With the Home well launched, land was bought as it became available to protect the property and allow for future growth. A house on Park Placewas acquired in 1893 and joined to the main building as an annex. With this extra space, the Board determined to add a new service, the admission of couples. They voted in 1894 to try this, and the first couple was admitted in 1895; an experiment at first, but thereafter the regular policy. This annex was called the Joseph T. Perkins Memorial, because a bequest from him was used to pay indebtedness on it. The admission of couples was dear to the heart of Mrs. Thomas E. Stillman and as it was largely through her efforts that the change in policy was made, it was fitting that after here death Mr. Stillman built the gracious wing in her memory to be used exclusively for couples. This was completed in 1903, the 25th year. In 1907 Mrs. Stillman’s daughter, Mrs. Edward S. Harkness, endowed this building in memory of her father.
Once more the Home was too small. Through a gift of land by Mrs. Crossman-Riley, followed at her death by a large bequest, the Henry Crossman Memorial Building was erected in 1912. The building housed the Crossman Museum, with a collection of fine Tiffany windows and art treasures collected by Mrs. Crossman-Riley. On the top floor was a well-equipped infirmary. The main floor contained a doctor’s office.
Also in 1912, Mrs. Charles Merrill built a beautiful chapel as a memorial to her husband. The windows and pipe organ were presented by her daughters, Miss Edith J. Merrill and Mrs. Antonio Fanoni, in honor of Mr. and Mrs. Merrill. The unique window, bits of colored glass shells and stones, were designed by the artist Cole Bryham. The chapel provided a dignified place to hold religious services and other formal meetings.

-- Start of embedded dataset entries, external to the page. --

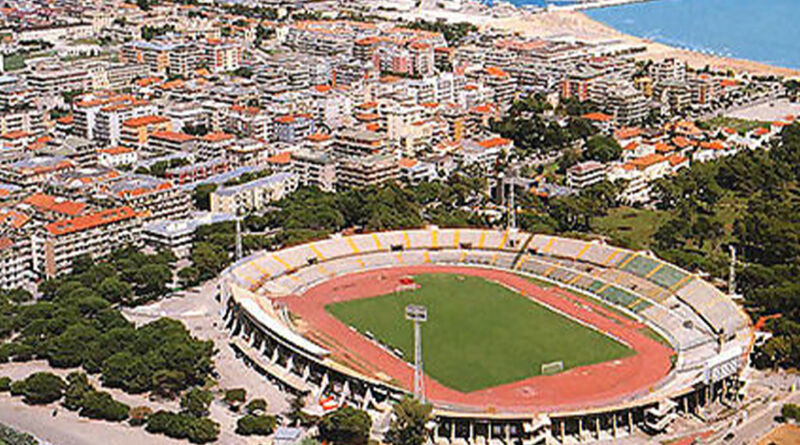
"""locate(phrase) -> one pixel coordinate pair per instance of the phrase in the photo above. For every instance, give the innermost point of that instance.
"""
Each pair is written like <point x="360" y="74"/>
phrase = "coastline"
<point x="567" y="22"/>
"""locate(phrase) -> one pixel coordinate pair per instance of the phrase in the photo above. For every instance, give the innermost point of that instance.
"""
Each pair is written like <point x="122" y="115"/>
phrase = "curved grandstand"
<point x="688" y="340"/>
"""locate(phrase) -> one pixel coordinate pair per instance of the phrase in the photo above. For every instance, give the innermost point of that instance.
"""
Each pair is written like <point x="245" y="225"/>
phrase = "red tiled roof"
<point x="173" y="136"/>
<point x="627" y="133"/>
<point x="494" y="142"/>
<point x="407" y="162"/>
<point x="598" y="117"/>
<point x="97" y="219"/>
<point x="280" y="158"/>
<point x="216" y="137"/>
<point x="496" y="72"/>
<point x="115" y="150"/>
<point x="144" y="120"/>
<point x="16" y="135"/>
<point x="49" y="203"/>
<point x="676" y="159"/>
<point x="319" y="137"/>
<point x="647" y="161"/>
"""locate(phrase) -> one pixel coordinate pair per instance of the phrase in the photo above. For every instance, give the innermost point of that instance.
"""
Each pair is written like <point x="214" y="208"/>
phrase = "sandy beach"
<point x="564" y="23"/>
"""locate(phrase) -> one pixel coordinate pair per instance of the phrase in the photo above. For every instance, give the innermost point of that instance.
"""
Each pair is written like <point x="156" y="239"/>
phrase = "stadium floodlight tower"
<point x="418" y="314"/>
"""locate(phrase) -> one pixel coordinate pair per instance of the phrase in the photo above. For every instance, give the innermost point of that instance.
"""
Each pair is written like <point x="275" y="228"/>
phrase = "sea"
<point x="766" y="31"/>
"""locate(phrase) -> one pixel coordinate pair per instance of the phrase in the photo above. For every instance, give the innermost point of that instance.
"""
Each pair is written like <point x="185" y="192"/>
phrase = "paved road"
<point x="759" y="424"/>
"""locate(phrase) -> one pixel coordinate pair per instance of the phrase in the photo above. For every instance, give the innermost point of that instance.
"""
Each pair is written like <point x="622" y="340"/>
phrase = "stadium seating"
<point x="683" y="306"/>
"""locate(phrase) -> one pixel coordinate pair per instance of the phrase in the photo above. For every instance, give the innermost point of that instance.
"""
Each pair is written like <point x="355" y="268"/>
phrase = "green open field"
<point x="479" y="334"/>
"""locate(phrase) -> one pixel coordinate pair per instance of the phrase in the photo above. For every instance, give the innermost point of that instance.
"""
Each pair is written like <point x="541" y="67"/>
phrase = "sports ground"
<point x="488" y="350"/>
<point x="468" y="317"/>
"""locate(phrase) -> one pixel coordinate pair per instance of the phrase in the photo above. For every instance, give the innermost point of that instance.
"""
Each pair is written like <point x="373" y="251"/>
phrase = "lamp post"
<point x="418" y="314"/>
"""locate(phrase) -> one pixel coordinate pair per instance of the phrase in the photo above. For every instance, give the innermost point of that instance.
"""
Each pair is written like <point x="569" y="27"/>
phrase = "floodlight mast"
<point x="418" y="314"/>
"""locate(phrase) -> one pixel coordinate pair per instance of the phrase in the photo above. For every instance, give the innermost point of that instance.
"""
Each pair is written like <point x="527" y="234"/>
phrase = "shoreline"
<point x="560" y="22"/>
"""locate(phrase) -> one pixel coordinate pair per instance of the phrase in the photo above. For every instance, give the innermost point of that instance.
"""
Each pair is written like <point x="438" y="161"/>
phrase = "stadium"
<point x="529" y="338"/>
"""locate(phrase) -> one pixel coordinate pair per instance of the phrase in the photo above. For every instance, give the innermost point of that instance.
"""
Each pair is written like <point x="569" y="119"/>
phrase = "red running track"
<point x="578" y="388"/>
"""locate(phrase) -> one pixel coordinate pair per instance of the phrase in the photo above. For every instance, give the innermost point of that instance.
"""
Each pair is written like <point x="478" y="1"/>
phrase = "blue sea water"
<point x="765" y="31"/>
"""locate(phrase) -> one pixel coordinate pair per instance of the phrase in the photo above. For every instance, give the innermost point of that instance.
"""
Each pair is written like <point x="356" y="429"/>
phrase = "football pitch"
<point x="479" y="334"/>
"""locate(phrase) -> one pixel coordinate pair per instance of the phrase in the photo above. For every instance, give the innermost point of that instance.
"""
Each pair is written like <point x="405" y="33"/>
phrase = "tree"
<point x="256" y="406"/>
<point x="602" y="149"/>
<point x="201" y="196"/>
<point x="408" y="425"/>
<point x="196" y="402"/>
<point x="139" y="415"/>
<point x="188" y="276"/>
<point x="42" y="388"/>
<point x="345" y="426"/>
<point x="252" y="425"/>
<point x="235" y="397"/>
<point x="77" y="387"/>
<point x="100" y="405"/>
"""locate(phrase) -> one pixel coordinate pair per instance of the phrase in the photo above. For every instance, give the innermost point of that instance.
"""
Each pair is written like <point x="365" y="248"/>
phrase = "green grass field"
<point x="479" y="334"/>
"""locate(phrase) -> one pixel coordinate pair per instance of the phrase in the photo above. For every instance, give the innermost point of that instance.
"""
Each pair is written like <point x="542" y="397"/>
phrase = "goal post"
<point x="552" y="367"/>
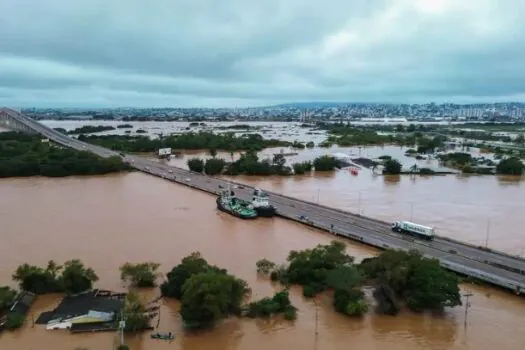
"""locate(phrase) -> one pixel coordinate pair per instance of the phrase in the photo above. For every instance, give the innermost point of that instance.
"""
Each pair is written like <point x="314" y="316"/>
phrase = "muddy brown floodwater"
<point x="106" y="221"/>
<point x="458" y="206"/>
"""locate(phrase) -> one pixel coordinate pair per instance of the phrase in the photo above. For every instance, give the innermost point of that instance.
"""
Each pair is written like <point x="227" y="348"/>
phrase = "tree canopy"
<point x="26" y="155"/>
<point x="139" y="275"/>
<point x="209" y="296"/>
<point x="510" y="166"/>
<point x="421" y="282"/>
<point x="190" y="140"/>
<point x="73" y="277"/>
<point x="392" y="167"/>
<point x="320" y="268"/>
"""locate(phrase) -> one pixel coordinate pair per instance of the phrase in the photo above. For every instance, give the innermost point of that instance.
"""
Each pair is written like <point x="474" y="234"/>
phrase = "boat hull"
<point x="265" y="212"/>
<point x="225" y="209"/>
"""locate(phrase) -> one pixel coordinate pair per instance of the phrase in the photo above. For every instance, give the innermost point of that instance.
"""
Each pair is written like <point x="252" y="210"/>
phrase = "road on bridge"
<point x="472" y="260"/>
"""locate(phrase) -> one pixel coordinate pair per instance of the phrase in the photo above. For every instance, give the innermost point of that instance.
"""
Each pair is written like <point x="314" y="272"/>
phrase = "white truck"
<point x="413" y="229"/>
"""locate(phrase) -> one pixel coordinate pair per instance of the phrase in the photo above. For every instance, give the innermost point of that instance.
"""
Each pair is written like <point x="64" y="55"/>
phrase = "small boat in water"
<point x="228" y="203"/>
<point x="163" y="336"/>
<point x="262" y="204"/>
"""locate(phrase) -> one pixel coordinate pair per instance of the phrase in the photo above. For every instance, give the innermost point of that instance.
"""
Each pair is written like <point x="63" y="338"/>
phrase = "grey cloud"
<point x="239" y="52"/>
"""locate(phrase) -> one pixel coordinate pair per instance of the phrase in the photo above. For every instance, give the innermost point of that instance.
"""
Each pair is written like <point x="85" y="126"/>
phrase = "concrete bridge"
<point x="491" y="266"/>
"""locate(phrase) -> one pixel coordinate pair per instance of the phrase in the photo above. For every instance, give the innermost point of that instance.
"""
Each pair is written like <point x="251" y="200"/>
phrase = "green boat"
<point x="163" y="336"/>
<point x="228" y="203"/>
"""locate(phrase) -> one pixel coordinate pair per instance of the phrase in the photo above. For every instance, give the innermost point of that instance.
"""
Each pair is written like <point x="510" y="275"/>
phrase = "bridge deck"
<point x="491" y="266"/>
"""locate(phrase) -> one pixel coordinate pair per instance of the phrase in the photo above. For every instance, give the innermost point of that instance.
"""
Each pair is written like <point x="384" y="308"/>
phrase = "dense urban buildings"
<point x="504" y="112"/>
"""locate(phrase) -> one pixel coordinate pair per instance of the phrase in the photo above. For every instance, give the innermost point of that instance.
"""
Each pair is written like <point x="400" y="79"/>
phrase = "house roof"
<point x="23" y="302"/>
<point x="82" y="304"/>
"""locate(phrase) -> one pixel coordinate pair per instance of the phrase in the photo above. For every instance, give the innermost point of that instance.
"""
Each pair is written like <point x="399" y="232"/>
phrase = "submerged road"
<point x="491" y="266"/>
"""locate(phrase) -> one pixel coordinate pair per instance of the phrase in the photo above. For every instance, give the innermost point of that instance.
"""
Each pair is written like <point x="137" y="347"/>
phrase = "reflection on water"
<point x="106" y="221"/>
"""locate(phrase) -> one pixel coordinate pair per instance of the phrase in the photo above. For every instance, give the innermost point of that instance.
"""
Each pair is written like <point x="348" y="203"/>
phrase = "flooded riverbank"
<point x="106" y="221"/>
<point x="470" y="208"/>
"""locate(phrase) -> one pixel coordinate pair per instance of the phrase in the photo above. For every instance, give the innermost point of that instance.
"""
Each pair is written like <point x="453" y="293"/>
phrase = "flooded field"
<point x="468" y="208"/>
<point x="106" y="221"/>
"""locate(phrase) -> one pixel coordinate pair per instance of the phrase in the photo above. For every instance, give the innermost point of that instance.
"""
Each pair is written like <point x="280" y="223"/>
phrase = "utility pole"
<point x="467" y="306"/>
<point x="488" y="234"/>
<point x="359" y="203"/>
<point x="122" y="325"/>
<point x="316" y="322"/>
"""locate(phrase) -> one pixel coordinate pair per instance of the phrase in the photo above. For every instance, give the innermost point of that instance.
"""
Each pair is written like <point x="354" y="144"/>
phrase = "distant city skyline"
<point x="238" y="54"/>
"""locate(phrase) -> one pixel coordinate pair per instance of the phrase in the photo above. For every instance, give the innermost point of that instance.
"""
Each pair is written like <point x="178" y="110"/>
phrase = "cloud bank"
<point x="236" y="53"/>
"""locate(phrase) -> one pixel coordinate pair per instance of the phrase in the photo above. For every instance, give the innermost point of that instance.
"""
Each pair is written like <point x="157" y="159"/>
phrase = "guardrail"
<point x="387" y="224"/>
<point x="360" y="238"/>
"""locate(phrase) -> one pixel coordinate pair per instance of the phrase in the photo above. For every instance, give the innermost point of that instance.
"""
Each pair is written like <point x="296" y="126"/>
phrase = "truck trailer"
<point x="413" y="229"/>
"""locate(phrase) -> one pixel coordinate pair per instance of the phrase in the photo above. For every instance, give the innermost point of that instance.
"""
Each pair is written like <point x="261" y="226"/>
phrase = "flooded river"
<point x="106" y="221"/>
<point x="476" y="209"/>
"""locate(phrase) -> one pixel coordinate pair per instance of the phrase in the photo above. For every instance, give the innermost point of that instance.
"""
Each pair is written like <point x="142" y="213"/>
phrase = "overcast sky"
<point x="235" y="53"/>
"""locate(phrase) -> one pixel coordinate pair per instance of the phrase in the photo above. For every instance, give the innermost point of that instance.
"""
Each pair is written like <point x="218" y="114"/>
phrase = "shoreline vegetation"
<point x="190" y="141"/>
<point x="24" y="155"/>
<point x="249" y="164"/>
<point x="208" y="293"/>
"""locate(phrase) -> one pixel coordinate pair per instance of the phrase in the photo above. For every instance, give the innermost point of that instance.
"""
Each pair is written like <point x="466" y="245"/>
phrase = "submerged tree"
<point x="139" y="275"/>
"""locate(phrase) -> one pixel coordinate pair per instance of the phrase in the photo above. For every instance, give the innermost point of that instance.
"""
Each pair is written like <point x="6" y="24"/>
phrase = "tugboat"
<point x="228" y="203"/>
<point x="262" y="205"/>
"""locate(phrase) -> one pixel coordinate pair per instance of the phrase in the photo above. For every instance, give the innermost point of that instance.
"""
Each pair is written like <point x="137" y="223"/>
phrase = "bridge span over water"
<point x="491" y="266"/>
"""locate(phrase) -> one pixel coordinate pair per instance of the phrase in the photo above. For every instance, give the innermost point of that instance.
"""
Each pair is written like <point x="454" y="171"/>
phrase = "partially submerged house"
<point x="94" y="310"/>
<point x="20" y="306"/>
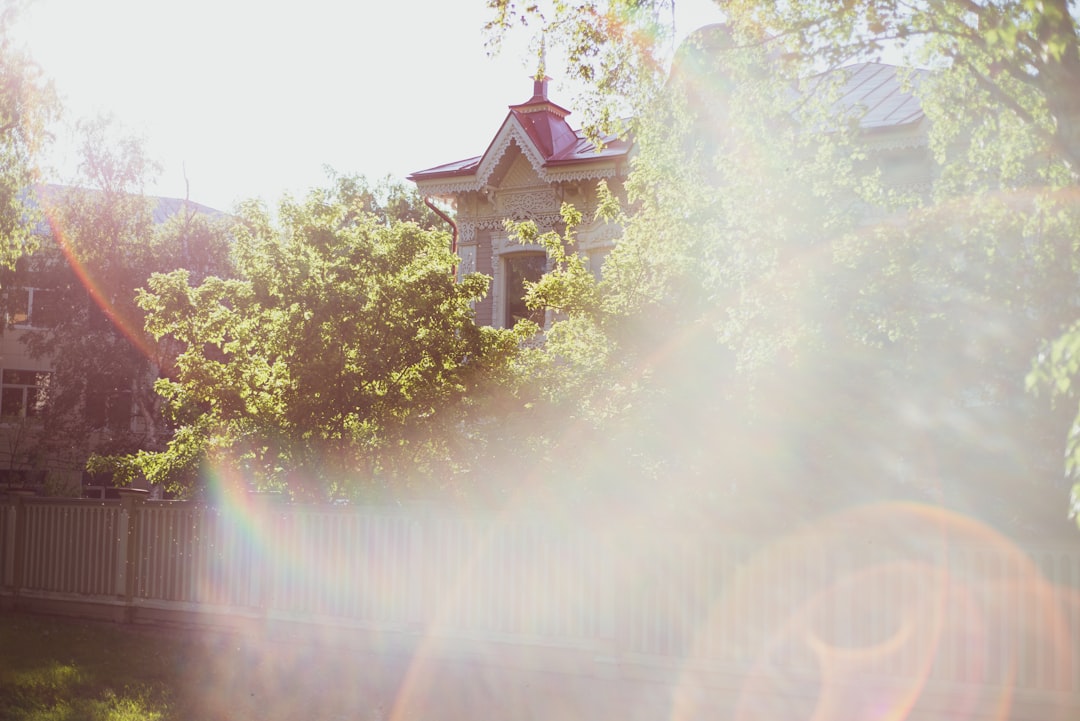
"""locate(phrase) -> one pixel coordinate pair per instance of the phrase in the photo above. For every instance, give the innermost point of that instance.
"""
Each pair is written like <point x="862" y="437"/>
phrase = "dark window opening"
<point x="23" y="393"/>
<point x="109" y="404"/>
<point x="522" y="268"/>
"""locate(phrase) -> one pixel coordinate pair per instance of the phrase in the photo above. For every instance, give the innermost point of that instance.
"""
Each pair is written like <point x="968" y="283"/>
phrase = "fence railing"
<point x="893" y="593"/>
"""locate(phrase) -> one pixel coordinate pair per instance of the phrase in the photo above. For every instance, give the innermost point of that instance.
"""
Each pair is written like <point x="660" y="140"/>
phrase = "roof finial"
<point x="542" y="66"/>
<point x="540" y="79"/>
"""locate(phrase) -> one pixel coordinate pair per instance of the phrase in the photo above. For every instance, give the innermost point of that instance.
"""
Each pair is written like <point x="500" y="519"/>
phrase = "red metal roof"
<point x="545" y="126"/>
<point x="875" y="92"/>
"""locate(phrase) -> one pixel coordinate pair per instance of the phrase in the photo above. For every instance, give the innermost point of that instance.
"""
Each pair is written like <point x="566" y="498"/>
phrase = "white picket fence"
<point x="893" y="594"/>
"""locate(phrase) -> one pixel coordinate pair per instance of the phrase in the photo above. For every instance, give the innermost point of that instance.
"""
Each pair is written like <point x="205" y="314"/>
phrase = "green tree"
<point x="865" y="330"/>
<point x="103" y="245"/>
<point x="27" y="105"/>
<point x="339" y="359"/>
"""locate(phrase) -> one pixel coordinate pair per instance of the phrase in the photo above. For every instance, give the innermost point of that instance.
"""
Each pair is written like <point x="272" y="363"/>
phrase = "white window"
<point x="32" y="308"/>
<point x="23" y="392"/>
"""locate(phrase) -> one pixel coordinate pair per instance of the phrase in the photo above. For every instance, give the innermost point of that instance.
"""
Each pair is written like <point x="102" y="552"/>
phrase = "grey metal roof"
<point x="877" y="93"/>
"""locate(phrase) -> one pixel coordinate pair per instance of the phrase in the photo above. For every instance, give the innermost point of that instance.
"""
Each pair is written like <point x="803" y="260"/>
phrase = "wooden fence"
<point x="899" y="596"/>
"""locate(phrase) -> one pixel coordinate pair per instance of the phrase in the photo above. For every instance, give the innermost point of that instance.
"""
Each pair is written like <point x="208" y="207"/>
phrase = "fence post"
<point x="131" y="501"/>
<point x="419" y="565"/>
<point x="14" y="565"/>
<point x="608" y="644"/>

Throughout the years many things had been done to increase the efficiency of the Home and add to the happiness of the residents, called the “Family.” The amusement area was enlarged and was equipped with smoking rooms, a pool room and game rooms. The large and well-kept gardens afforded a quiet and shady spot for outdoor recreation; and sunny walks, numerous benches, chairs and swings added to the summer pleasure of the “Family.” Many a picnic supper and garden party was enjoyed there.
After opening its doors to couples, the Home undertook still another service: the admission of single women. The “Family” grew from the original seven men to over a hundred men and women at one time.
Ninety one years after its founding, the Home ceased active operation. As beautiful and comfortable as the surroundings were, they did not conform to new government elder care specifications. Diligent efforts were taken to relocate each resident to a new home. Those homes for the aged received generous support from the Home. The buildings and grounds were sold to what is now the Interfaith Medical Center. At least one of the stained glass windows found its way to the Brooklyn Museum. Artifacts and museum pieces were also sold. Even after considerable sums were donated to ensure the comfort of our former “Family,” there was a small amount remaining.
Today, the Brooklyn Home for Aged Men Board of Trustees works to fulfill the mission and spirit, providing support to programs and services for geriatric care and people in need.